What Are the AB541, AB762, AB1353 and SB38 Alcohol Programs?
Depending upon one’s blood alcohol content (BAC) and whether the DUI is a first or second-time DUI, one will most likely have to enroll in and complete an alcohol awareness program, either as a requirement for the court and / or the DMV. This class can be the AB541, the AB762, the AB1353 or the SB38 class.
The Reader’s Digest Version: After one enters into a plea bargain, is convicted at trial or loses a DMV hearing for a DUI, there is almost always a requirement to attend and complete one of four DUI programs that vary by their length and curriculum. The following article describes each program, its approximate cost and its curriculum.
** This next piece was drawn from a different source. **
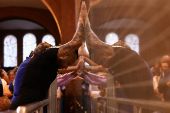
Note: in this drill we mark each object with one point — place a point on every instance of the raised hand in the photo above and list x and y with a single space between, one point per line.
77 39
82 51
The minimum curriculum for this program as well as all other alcohol awareness programs is set under Title 9 of the California Health and Safety Code. Each county’s health department can then add classes to the curriculum and require each program provider to include such classes before certifying a completion of the class for the court or DMV. For example, in Los Angeles, the Los Angeles County Health Department requires six additional self-help meetings (i.e. AA or NA) above the minimum requirements. Orange County requires twelve additional self-help meetings. Riverside and San Bernardino also add meetings. In other words, the various alcohol awareness programs do vary in their curriculum by county.
The AB541 curriculum requires one intake/case management interview, two case management sessions (at midpoint and end), ten alcohol/drug awareness education classes (total of 15 hours), ten group sessions (total of 15 hours) and in Los Angeles County six AA or NA meetings. The fee for such a program varies, but is about $475.
The AB762 program is usually reserved for people convicted of DUI with a BAC of 0.12% to 0.15%. In Los Angeles County, it is a six-month outpatient program consisting of the Title 9 minimums plus 13 self-help AA or NA meetings as required by the Los Angeles County Department of Health. Like the AB541 program, it includes one intake/initial evaluation interview, then six monthly individual counseling sessions (fifteen minutes minimum per session), ten alcohol/drug awareness education classes (total of 15 hours), twenty group sessions (total of 30 hours, and then the thirteen self-help meetings if in Los Angeles County. The customary fee for the AB762 class is approximately $850.
The AB1353 program is a nine-month alcohol awareness program usually mandated for those first-time offenders with a BAC of 0.15% or higher. It includes a one-hour intake/case management interview, followed by five monthly individualized counseling sessions (minimum of fifteen minutes per session), ten alcohol/drug awareness education classes (fifteen hours total), thirty group sessions (total of 45 hours) and in Los Angeles County, 19 self-help meetings (i.e. AA or NA). In other counties, there are fewer or more self-help meetings. The customary fee for the AB1353 program is about $1,250.
The SB38 program is usually reserved for second-time and third-time offenders, although in very bad first-time DUI cases, it is occasionally ordered. It is an eighteen-month program and the toughest program of all the alcohol awareness programs. It is divided into an intense twelve-month phase and six-month aftercare phase.
It includes an hour-long intake/initial evaluation case management interview, followed by 24 bi-weekly individual counseling sessions (minimum of 15 minutes long), ten alcohol/drug awareness education classes, thirty-five group sessions (1.5 hours per session) and in Los Angeles County, 26 self-help meetings (NA or AA) and six monthly individual counseling sessions just during the last six months (minimum of 15 minutes per meeting).
The twenty-six self-help meetings is a Los Angeles County requirement. It used to be 39 such meetings a few years ago. Orange County, Riverside and San Bernardino County have different requirements on the self-help meetings.
The average cost of an SB38 program is $1,550.